In Cry, the Beloved Country, the most striking example of purposeful repetition in Arthur Jarvis’s manuscript is the use of the word “permissible,” which occurs twenty-three times in a relatively short document. Jarvis begins with the statement:
What we did when we came to South Africa was permissible.
The repeated use of the word emphasizes that however much permission is granted, even by the most indulgent authority, many things that the colonizers of South Africa have done are not permissible by any ethical standard. The same emphatic effect is achieved by the use of the word “unskilled” in the following two sentences:
It was permissible to use unskilled men for unskilled work. But it is not permissible to keep men unskilled for the sake of unskilled work.
At the end of the manuscript, which breaks off abruptly, Jarvis repeats the phrase “No one wishes” three times at the beginning of three consecutive sentences.
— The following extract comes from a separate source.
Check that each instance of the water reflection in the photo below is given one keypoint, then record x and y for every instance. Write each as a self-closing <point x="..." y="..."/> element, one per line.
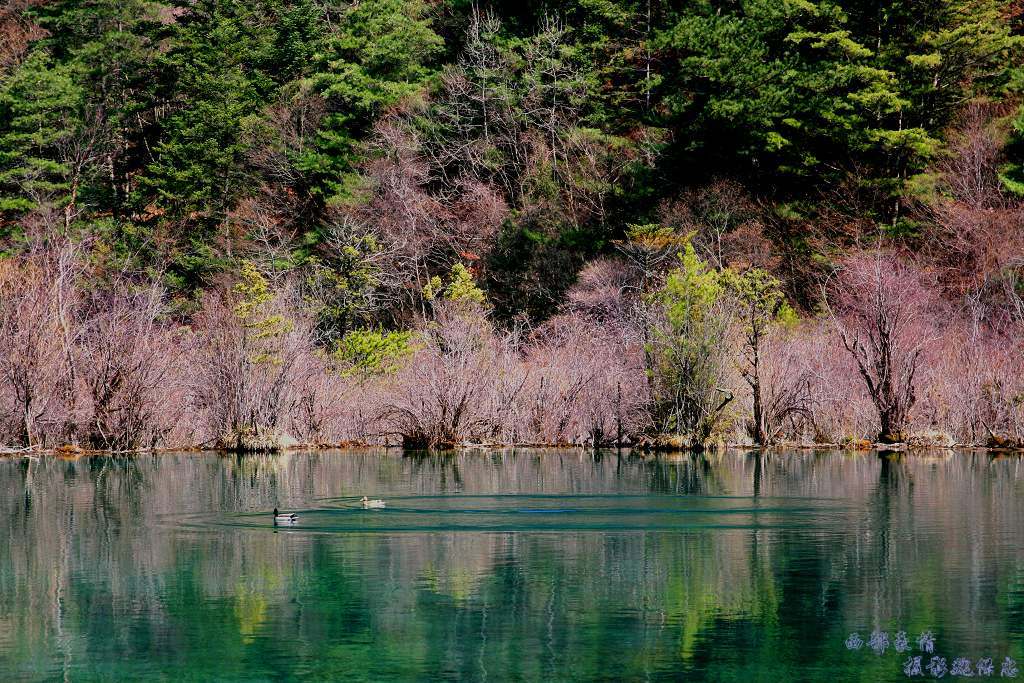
<point x="503" y="565"/>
Each sentence says essentially the same thing, that no one wants to make a difficult task seem easy, and the anaphora serves to stress the difficulty of the task.
The authors (meaning both Paton and Jarvis) incorporate so much repetition to lend rhetorical force to the moral judgments expressed. The issues they emphasize are the nefarious way in which the colonizers of South Africa have behaved to date and the possible remedies for this conduct that might be applied in the future.